Maternal active smoking is a well-established risk factor for PTD, and it accounts for about 14% of all PTDs [16]. But only a relatively small proportion of smoking pregnant women end with PTD, which may be explained by the substantial variability in genetic susceptibility across individuals. Some evidences show that gene polymorphism in cytochrome P4501A1 (CYP1A1) and glutathione S-transferases (GSTs) may modify the link between maternal active smoking and PTD [17]. CYP1A1 is one of cytochrome P450 (CYP450) family genes that are responsible for phase I detoxication by converting exogenous exposures, e.g. tobacco compounds, into intermediate metabolites. CYP1A1 mutation can lead to higher enzyme activity. GSTs are one of phase II detoxication enzymes that protect cells from toxicants by conjugation with glutathione. Inherited homozygous deletion of GSTs genes can result in lack of phase II detoxification activity [18], [19], [20], which thus increases the accumulation of intermediate metabolites of exogenous in human body. Limited researches focused on the gene (CYP1A1, GSTs)-maternal active smoking on the risk PTD yielded inconsistent findings [17], [21], [22].
Passive smoking is one of the most important public health problems in many developing countries, such as China, where many non-smoking pregnant women are exposed to environmental tobacco smoke at home, workplace, and public places [23]. Perera et al. found the levels of serum cotinine and DNA adducts in passive smoking mothers were significantly higher than those in non-passive smoking mothers [24]. Some previous studies, all done in developed countries, suggest that maternal passive smoking may shorten gestational age and thus increase the risk of PTD [23]. It is unclear whether this association holds in pregnant women in developing countries. Moreover, little is known about the potential interaction between maternal passive smoking and genes (CYP1A1, GSTs) polymorphisms in the risk of PTD.

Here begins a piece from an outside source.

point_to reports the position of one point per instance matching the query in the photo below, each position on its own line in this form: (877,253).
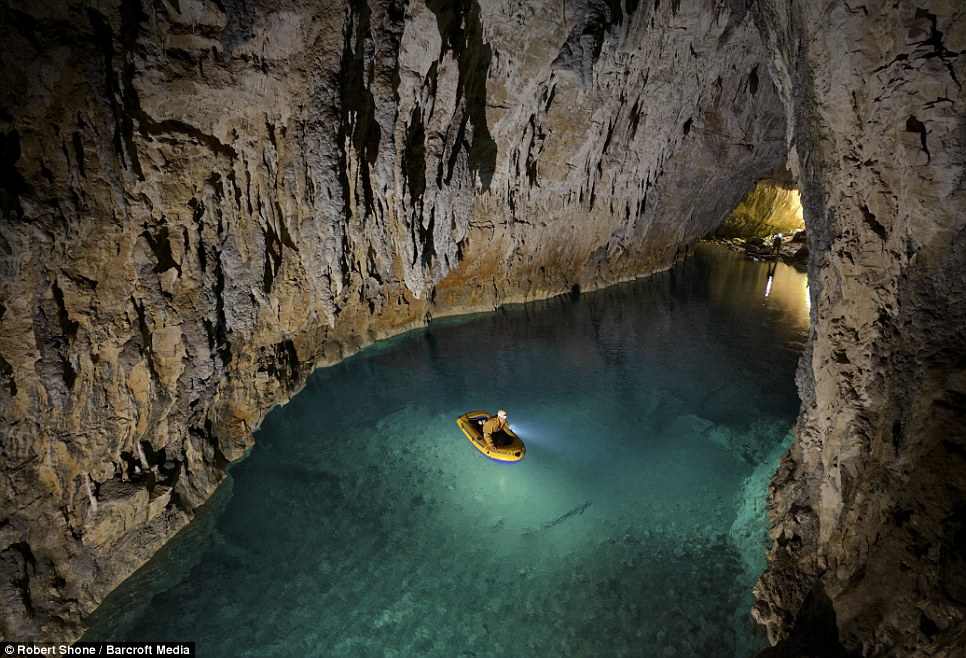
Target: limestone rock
(204,200)
(868,507)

Therefore, the present study aimed to fill these important research gaps in this filed. Specially, we had 2 objectives in this study: 1) to examine the association between maternal passive smoking during pregnancy and the risk of spontaneous PTD among Chinese pregnant women; 2) to explore the potential interaction between the single or joint gene polymorphism of CYP1A1 and GSTs with maternal passive smoking on the risk of spontaneous PTD.
Materials and Methods
Study Population
We conducted a case-control study from September 2009 to March 2011 at two Women and Children’s Hospitals at Shenzhen and Foshan, Guangdong Province, China. Figure 1 shows the flow chart of our study participants flowchart was listed in figure 1. A total of 379 preterm (gestational age <37 full weeks) babies were born in these two hospitals during the study period. Among them, 223 spontaneous singleton babies were eligible for this study (see below). Finally, 198 (88.8%) mothers of 223 eligible babies agreed to participate in the study and were included as cases. We randomly selected controls from those mothers who delivered term singleton babies (gestational age 37–42 full weeks) with normal birth weight (2500–4000 g) in the same hospital. To increase the comparability, we matched 563 eligible controls with eligible cases by delivery date (+/−3 days). Among them, 524 (93.1%) mothers of the controls agreed to participate in this study. We approached participating mothers within 12–36 hours after delivery.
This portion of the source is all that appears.